I am training a model with a significant amount of data ( about 260 hours - 215k files) . Even-though it may not be enough for the end result when i start my training after a few minutes i get the error of “Not enough time for target transition sequence” … “You can turn this error into a warning by using the flag ignore_longer_outputs_than_inputs”
@lissyx@reuben Is there a way to use this flag ?
Searching manually for that file (or files) is almost impossible .
Thank you.
lissyx
((slow to reply) [NOT PROVIDING SUPPORT])
2
Why ? On each and every dataset where this occurred, doing some basic filtering checks to ensure to have a rough match between audio and text helped and fixed the issue.
Well you have to apply that locally, so technically that makes you having to maintain a fork, which is never fun.
It shouldn’t be that hard to identify the problematic files. Plot a histogram of WAV duration (easily computable from the file size) divided by transcript length for your training set and then look at the outliers.
@lissyx, @othiele and @reuben Thank you for the fast replies.

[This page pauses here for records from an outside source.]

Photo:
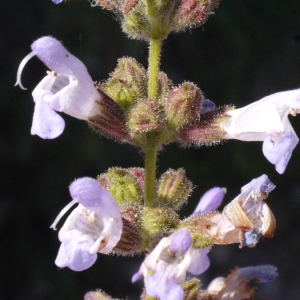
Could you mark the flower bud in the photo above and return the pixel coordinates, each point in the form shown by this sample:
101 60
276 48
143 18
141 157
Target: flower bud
110 121
183 105
173 188
131 241
127 83
123 186
143 117
157 220
191 288
98 295
199 227
207 131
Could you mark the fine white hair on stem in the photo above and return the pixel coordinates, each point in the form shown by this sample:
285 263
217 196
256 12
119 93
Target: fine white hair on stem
64 210
21 66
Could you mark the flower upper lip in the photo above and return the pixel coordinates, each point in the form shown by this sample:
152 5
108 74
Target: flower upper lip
267 120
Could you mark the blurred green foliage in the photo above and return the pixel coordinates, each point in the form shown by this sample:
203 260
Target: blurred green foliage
247 50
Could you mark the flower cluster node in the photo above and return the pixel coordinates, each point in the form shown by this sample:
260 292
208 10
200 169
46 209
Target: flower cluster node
173 188
156 19
183 106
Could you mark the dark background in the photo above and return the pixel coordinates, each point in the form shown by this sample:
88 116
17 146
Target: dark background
247 50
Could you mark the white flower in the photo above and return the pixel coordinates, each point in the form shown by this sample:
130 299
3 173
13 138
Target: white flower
67 88
95 225
267 120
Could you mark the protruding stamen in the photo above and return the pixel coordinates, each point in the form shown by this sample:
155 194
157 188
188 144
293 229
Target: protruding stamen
64 210
20 69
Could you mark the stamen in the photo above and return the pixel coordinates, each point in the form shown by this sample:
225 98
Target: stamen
64 210
21 66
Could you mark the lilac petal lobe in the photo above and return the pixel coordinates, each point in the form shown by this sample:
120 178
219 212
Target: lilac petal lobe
279 150
55 56
210 201
73 252
46 123
161 284
200 262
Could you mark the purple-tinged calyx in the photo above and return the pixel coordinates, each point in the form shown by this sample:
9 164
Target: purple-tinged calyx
95 225
164 269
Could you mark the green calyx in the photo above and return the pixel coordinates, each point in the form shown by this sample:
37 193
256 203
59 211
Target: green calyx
122 185
127 83
199 228
173 189
158 220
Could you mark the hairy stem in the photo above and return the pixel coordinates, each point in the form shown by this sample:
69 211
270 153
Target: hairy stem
154 58
152 141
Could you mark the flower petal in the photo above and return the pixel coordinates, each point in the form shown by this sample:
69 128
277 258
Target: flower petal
46 123
181 241
161 284
200 262
279 150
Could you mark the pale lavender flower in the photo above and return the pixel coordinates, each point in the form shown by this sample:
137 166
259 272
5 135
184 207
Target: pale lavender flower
210 201
235 286
67 88
95 225
267 120
168 264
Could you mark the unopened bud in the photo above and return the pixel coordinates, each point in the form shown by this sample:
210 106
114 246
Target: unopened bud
199 227
173 188
110 121
207 131
98 295
130 242
191 288
127 83
143 117
183 105
121 185
158 220
191 13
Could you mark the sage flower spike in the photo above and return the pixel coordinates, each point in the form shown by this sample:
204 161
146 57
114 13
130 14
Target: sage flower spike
267 120
164 269
95 225
67 88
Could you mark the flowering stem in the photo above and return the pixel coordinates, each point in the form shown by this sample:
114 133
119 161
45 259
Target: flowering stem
154 57
152 141
150 168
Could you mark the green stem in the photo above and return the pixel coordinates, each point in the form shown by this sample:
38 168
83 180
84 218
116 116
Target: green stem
152 143
150 169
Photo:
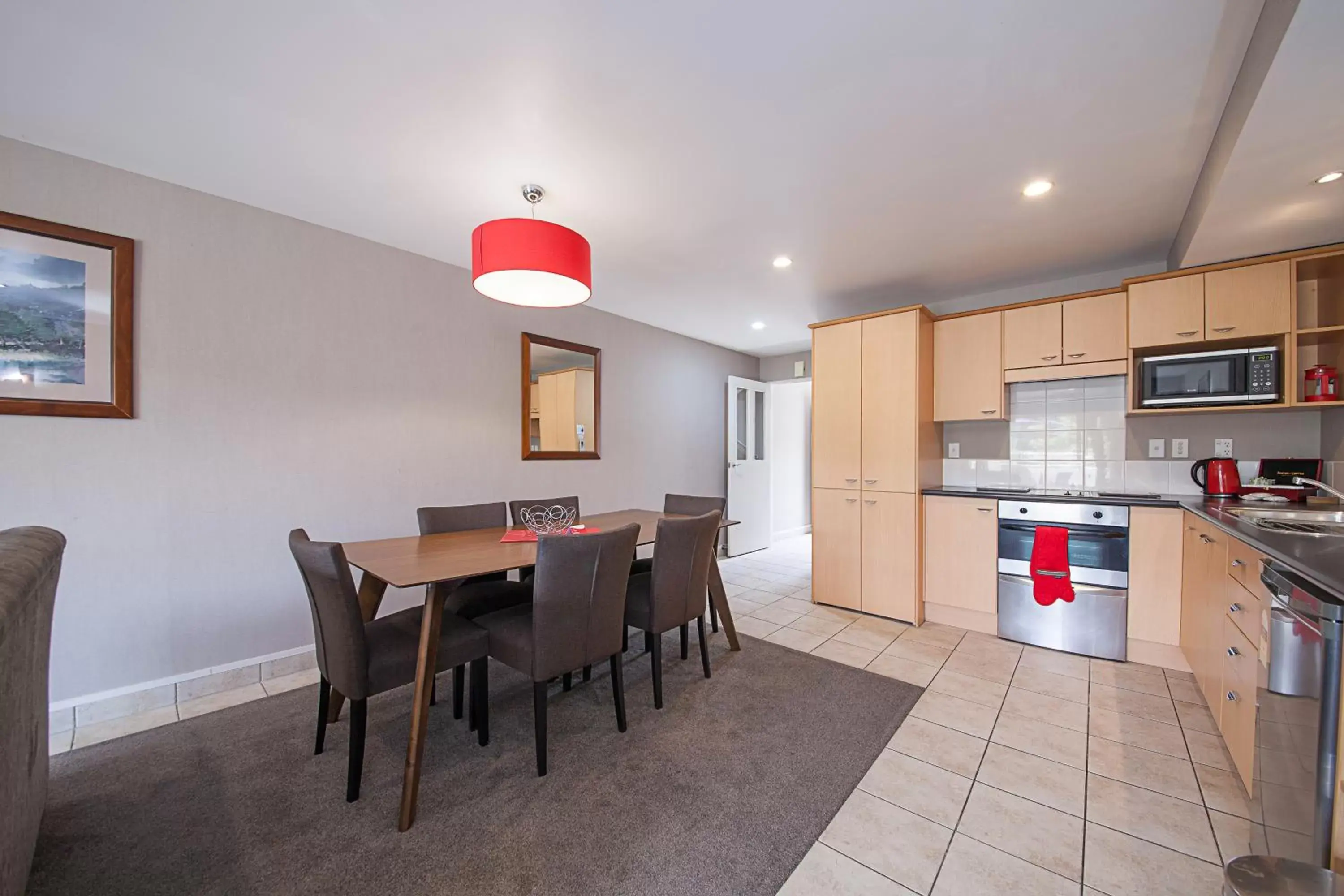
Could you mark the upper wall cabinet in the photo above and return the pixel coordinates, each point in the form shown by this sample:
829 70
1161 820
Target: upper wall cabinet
968 359
1248 302
1164 312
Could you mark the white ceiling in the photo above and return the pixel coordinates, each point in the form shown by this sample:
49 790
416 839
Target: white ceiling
882 144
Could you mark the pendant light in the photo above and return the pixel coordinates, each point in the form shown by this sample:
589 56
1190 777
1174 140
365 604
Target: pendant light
523 261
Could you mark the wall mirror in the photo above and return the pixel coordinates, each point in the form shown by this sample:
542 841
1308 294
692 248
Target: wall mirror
562 400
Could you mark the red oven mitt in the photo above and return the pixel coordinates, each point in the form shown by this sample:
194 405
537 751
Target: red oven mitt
1050 555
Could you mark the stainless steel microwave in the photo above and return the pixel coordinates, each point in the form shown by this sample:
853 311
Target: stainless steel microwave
1230 377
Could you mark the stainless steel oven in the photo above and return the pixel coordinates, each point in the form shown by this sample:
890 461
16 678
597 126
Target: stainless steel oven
1229 377
1097 620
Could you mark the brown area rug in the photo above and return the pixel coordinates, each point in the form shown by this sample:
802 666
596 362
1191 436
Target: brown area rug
722 792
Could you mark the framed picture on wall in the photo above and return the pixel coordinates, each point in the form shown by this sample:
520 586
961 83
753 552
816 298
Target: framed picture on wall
65 320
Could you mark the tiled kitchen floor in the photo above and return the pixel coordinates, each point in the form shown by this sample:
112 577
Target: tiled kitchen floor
1019 771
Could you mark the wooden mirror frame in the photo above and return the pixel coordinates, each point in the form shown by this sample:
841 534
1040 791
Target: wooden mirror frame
529 453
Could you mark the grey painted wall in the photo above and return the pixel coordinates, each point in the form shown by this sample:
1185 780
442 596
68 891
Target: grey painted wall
289 377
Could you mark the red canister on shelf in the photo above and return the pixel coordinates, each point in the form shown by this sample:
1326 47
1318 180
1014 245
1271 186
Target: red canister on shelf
1322 383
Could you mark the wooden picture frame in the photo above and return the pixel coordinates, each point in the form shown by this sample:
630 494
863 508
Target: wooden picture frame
113 367
538 454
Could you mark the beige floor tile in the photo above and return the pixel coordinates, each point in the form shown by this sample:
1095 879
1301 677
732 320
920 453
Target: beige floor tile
1195 718
944 747
1062 664
968 718
1139 732
922 788
890 840
1050 683
956 684
1237 836
222 700
101 731
975 868
1042 739
998 669
292 681
1026 829
803 641
918 652
819 625
756 628
1132 703
914 673
1123 866
1041 707
1143 769
1158 818
846 653
824 872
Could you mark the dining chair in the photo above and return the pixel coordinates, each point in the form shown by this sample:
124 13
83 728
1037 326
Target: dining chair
574 620
366 659
687 505
674 591
479 594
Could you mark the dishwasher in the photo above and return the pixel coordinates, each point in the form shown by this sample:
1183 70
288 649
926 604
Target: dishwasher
1297 718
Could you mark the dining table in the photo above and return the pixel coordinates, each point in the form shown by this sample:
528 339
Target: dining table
452 558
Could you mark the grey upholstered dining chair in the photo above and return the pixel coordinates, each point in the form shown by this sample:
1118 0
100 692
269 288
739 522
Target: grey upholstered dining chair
687 505
366 659
674 591
574 620
479 594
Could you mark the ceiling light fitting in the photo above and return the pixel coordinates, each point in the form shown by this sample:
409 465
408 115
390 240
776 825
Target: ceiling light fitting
523 261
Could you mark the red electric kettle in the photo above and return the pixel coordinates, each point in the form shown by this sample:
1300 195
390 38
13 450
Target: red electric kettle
1221 478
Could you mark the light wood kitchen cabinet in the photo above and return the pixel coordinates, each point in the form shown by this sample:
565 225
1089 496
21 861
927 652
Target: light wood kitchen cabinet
836 548
1166 312
961 552
836 405
1094 328
1248 302
968 377
1034 336
890 555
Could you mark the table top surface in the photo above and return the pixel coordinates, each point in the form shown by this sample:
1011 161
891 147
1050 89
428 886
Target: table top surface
421 559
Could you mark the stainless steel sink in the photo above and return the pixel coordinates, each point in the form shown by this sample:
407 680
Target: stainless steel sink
1315 523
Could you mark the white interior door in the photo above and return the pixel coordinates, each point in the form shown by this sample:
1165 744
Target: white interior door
749 468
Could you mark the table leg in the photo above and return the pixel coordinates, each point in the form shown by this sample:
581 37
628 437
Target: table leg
432 622
371 590
721 603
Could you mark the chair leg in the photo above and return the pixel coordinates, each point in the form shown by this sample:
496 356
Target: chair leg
480 708
358 722
324 698
658 672
539 715
619 692
705 646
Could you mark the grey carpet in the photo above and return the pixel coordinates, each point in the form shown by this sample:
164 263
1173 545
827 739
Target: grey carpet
722 792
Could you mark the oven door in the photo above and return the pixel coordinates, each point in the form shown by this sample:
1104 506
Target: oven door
1195 379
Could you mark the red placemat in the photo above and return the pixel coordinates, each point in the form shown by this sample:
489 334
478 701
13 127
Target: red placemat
527 535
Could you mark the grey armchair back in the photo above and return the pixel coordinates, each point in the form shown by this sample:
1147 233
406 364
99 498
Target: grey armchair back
30 566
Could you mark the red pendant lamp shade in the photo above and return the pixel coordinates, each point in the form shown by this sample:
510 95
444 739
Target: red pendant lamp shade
525 261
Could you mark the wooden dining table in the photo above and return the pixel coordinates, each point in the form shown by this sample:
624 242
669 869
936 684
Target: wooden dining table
452 558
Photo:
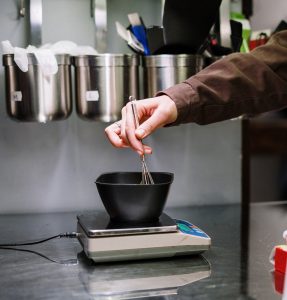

I really appreciate it. @othiele Maybe i should have mentioned it that this is for a test run.
You saved me quite some time with the solution provided
1 Like
lissyx
((slow to reply) [NOT PROVIDING SUPPORT])
7
Yeah, for a test run, just hack it like suggested. Once you get more serious, you should really just fix your dataset or act at importer level to eradicate those broken components.